Osteogenic differentiation of the hBMSCs cultured on the scaffolds. RT-qPCR analysis for gene expression of (a) RUNX2, (b) OCN, and (c) ALP. (d) Alizarin red S staining for (i) hBMSCs cultured in 2D in complete media (CM), (ii) hBMSCs cultured in 2D in ODM, and (iii) hBMSCs cultured in 3D in ODM for 21 days. (e) Immunofluorescent staining of phalloidin (red) and DAPI (blue) of hBMSCs cultured on Gent-grafted PCL/ES10 after 21 days in ODM

We also investigated the in vitro mineralization using Alizarin Red S staining (Fig. 7). Alizarin Red S staining is used to visualize the deposition of calcium and mineralization of the ECM to represent the later stage of osteogenic differentiation [82]. Secreted mineral crystals are stained red using this technique. hBMSCs cultured in growth media showed no signs of mineral nodule formation, revealing limited signs of osteogenic differentiation. On the other hand, abundant mineralization is observed for both 2D and 3D cultures in ODM. An increase in the intensity of red spots was observed in 3D culture compared to 2D, suggesting upregulated mineralization in 3D. In addition, red spots were present both on the surface of the printed filaments and on the pores covered with cells, which further confirmed the successful differentiation of hBMSCs on Gent-grafted PCL/ES10 scaffolds.
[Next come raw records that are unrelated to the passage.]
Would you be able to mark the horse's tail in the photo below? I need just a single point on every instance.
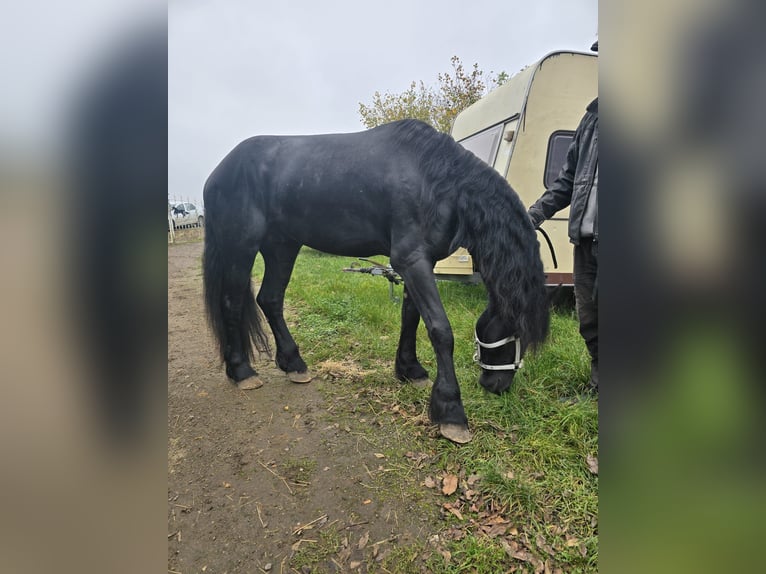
(225, 269)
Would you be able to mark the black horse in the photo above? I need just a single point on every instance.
(403, 190)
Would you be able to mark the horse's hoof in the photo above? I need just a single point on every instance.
(456, 433)
(249, 384)
(300, 378)
(424, 383)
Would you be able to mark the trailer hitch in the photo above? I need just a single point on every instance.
(378, 269)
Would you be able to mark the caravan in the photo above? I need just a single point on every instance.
(523, 129)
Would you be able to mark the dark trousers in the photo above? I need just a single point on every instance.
(586, 297)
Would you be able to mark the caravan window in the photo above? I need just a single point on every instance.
(558, 145)
(484, 144)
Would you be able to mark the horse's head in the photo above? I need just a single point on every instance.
(499, 352)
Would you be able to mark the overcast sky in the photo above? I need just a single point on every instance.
(239, 68)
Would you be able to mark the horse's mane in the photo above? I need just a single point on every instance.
(492, 224)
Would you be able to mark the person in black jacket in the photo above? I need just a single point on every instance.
(577, 186)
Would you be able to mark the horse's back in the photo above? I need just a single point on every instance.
(339, 193)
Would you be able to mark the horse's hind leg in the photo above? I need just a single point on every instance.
(241, 320)
(279, 258)
(408, 368)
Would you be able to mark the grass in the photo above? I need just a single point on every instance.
(530, 447)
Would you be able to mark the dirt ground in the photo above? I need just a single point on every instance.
(255, 478)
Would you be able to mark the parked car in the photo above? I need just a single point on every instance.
(187, 215)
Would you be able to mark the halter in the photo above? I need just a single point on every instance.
(518, 362)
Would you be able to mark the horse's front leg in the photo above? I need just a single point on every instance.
(408, 368)
(446, 408)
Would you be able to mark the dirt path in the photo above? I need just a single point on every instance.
(247, 470)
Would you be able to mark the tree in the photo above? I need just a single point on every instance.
(437, 106)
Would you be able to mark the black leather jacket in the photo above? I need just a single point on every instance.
(575, 180)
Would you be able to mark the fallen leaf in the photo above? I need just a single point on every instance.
(523, 555)
(363, 540)
(449, 484)
(454, 511)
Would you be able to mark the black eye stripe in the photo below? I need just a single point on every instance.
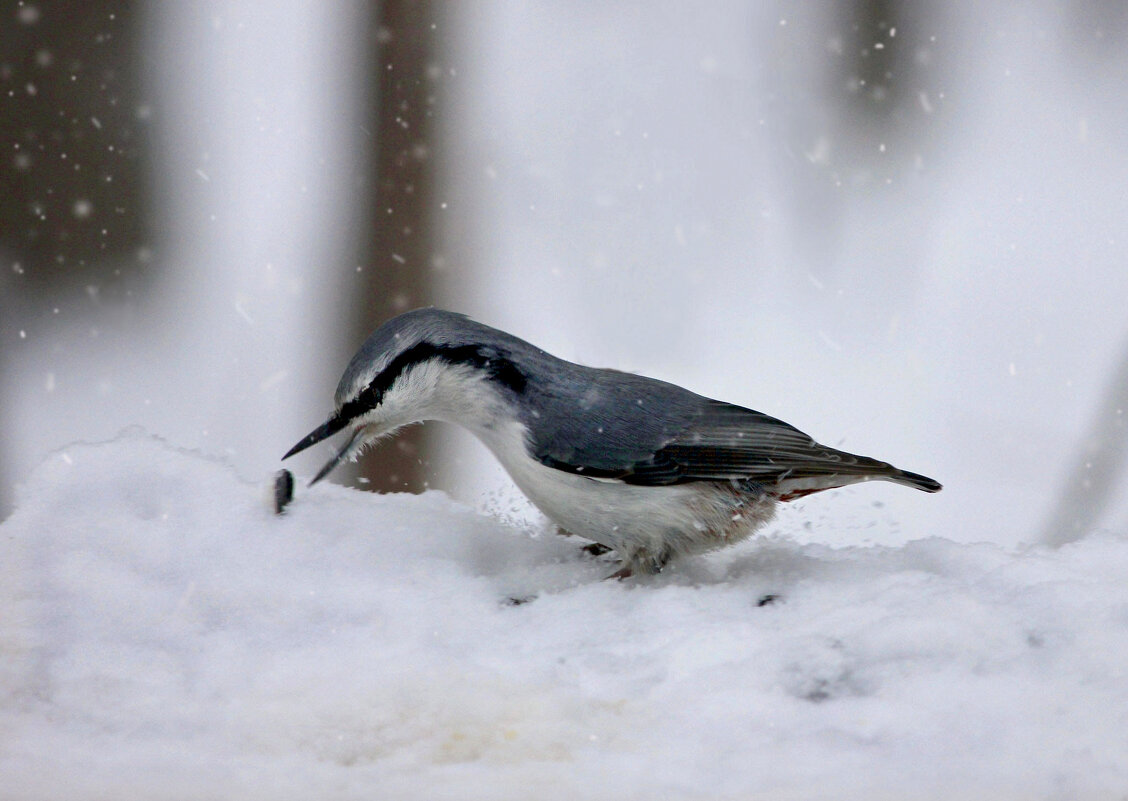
(496, 364)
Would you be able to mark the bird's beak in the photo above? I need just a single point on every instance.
(329, 428)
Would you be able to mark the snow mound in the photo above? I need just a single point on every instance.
(166, 635)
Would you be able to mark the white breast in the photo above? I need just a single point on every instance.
(640, 522)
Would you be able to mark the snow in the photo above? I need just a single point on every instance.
(166, 635)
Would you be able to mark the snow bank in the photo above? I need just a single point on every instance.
(164, 635)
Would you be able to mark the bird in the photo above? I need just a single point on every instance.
(636, 465)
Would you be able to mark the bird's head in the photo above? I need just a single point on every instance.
(423, 364)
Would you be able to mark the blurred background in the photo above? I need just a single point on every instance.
(897, 226)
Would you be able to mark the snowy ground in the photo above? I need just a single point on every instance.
(164, 635)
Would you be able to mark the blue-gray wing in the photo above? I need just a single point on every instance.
(698, 439)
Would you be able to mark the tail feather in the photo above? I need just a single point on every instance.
(862, 469)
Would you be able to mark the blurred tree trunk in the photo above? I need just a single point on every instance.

Finally, the adhesion of hBMSCs to the PCL/ES10 scaffolds and cell phenotype was evaluated by visualizing filamentous actin (F-actin) through phalloidin staining. F-actin staining can be leveraged to show the cytoskeleton organization [83]. hMSCs could not only adhere and proliferate on the surface of the printed scaffolds but also bridge the gaps (pores made by mesh printing) and form a confluent layer to fill the pores (Fig. 7). More interestingly, a z-stack using confocal microscopy showed that cells could grow in 3D and fill the gaps at various levels (Video S5, Supporting Information). Moreover, cells showed signs of alignments toward filament orientation at the borders of the filament and pores. This observation suggested that the microstructure of the printed scaffold could influence cell orientation and be leveraged in our future studies to induce anisotropy of ECM depiction inside the printed tissue-engineered scaffold.

4 Conclusions

We reported that 3D printing using ES powder and PCL was a promising technique for creating tissue-engineered scaffolds for bone regeneration. Our results suggested that ES incorporation into PCL can significantly alter the surface topography of the 3D printed scaffolds. Besides, the incorporation of around 30% of ES resulted in agglomerations of the particles during the printing. On the other hand, the mechanical properties were not affected significantly by ES incorporation (10–30 wt.%), and the compressive modulus for the scaffolds was between 16 and 20.1 MPa. The scaffold's bioactivity was significantly improved using plasma polymerization to modify the surface and grafting gentamicin. Upon plasma polymerization, surface hydrophilicity was enhanced drastically, changing the water contact angle from 93.1° to zero. The scaffold also exhibited excellent biocompatibility with cell viability over 90%. Besides, scaffolds supported cell adhesion, proliferation, and osteoblast differentiation, indicating its potential application for bone tissue engineering. Overall, the results suggested that the 3D printed scaffold has shown great potential in the field of bone tissue engineering and could be a significant step toward developing effective treatments for bone regeneration. Further in vivo evaluations are necessary to have a more comprehensive conclusion on the effectiveness of the fabricated scaffolds for bone regeneration. Thus, in continuation of this research, we are planning to perform animal studies using rat models of critically-sized bone defects. The in vivo evaluations can provide us with a more in-depth understanding of the behavior of these composite scaffolds in a physiologically relevant environment.